In a statement, the executive committee of the RZIM board of directors calls the findings “deeply troubling” and requests prayers for victims as well as the Zacharias family. The complete report is expected by February, though it’s unclear whether investigators will address a previous scandal. In 2017, Zacharias privately settled with Lori Anne Thompson, who accused him of sexual harassment and “predatory” behavior. RZIM leadership has previously stood by its founder, who denied any impropriety and accused Thompson of extortion.
Broadcasters, Booksellers Cutting Ties with RZIM
Soon after the interim findings were released, radio networks and retailers began distancing themselves from Zacharias. On December 28, Moody Radio replaced RZIM’s weekly program “Let My People Think” and its daily program “Just Thinking” with other Christian content. The broadcasting powerhouse, according to vice president Doug Hastings, “prayerfully considers who we partner with, and as a ministry founded upon the Word of God, we firmly believe that those in positions of leadership and teaching Scripture must be above reproach.”
Several other networks also quickly canceled RZIM broadcasts, including American Family Radio, WIHS Christian Radio in Connecticut, and Bible Broadcasting Network in North Carolina. Zacharias’ “contributor” page has apparently been removed from Focus on the Family’s website, which posted news of the misconduct findings on its “Daily Citizen” page.

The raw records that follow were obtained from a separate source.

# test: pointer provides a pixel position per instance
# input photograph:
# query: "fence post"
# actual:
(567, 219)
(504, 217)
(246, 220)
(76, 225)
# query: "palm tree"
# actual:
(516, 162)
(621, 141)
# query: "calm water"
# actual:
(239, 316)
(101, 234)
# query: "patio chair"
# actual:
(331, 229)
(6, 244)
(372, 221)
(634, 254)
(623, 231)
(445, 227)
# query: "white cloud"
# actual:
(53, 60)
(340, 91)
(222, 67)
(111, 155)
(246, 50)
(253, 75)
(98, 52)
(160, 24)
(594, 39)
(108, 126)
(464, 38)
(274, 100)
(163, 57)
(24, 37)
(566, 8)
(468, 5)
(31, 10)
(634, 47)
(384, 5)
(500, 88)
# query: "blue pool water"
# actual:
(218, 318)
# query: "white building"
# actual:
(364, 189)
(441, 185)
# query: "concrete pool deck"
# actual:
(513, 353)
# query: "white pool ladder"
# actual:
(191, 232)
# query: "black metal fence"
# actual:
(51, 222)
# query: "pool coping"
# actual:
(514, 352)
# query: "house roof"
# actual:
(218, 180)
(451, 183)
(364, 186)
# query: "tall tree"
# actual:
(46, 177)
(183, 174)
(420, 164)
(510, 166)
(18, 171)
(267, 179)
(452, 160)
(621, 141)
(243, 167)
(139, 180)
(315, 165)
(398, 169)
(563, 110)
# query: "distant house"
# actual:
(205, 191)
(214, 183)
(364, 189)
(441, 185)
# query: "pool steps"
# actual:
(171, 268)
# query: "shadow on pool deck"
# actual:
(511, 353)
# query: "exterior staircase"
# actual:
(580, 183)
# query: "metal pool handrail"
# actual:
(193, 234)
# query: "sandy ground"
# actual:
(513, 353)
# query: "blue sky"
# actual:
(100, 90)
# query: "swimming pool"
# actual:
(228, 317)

The Associated Press reports that some booksellers have pulled Zacharias’ material from their shelves. And in Britain, a student-led mission network has requested that any speakers affiliated with RZIM withdraw from future events. The Zacharias Trust, RZIM’s British affiliate, is urging U.S. leaders to offer a “profound apology” to victims and to “reform radically the governance, leadership, and accountability” of the organization.
Individual Apologists Take RZIM to Task
Demands for change also are coming from some employees of Zacharias’ ministries. On December 9, Max Baker-Hytch, a senior tutor with RZIM’s Oxford Centre for Christian Apologetics in Britain, sent a five-page letter to RZIM’s U.S. leaders, including CEO Sarah Davis, Zacharias’ eldest daughter. In it, he takes issue with how leaders handled multiple points of controversy, writing that the board’s “continued secrecy” with employees and the public has “irreparably damaged” its credibility. Restoration, says Baker-Hytch, requires steps such as releasing IRS forms and naming a new global board of directors and CEO—“none of whom are Zacharias family members.”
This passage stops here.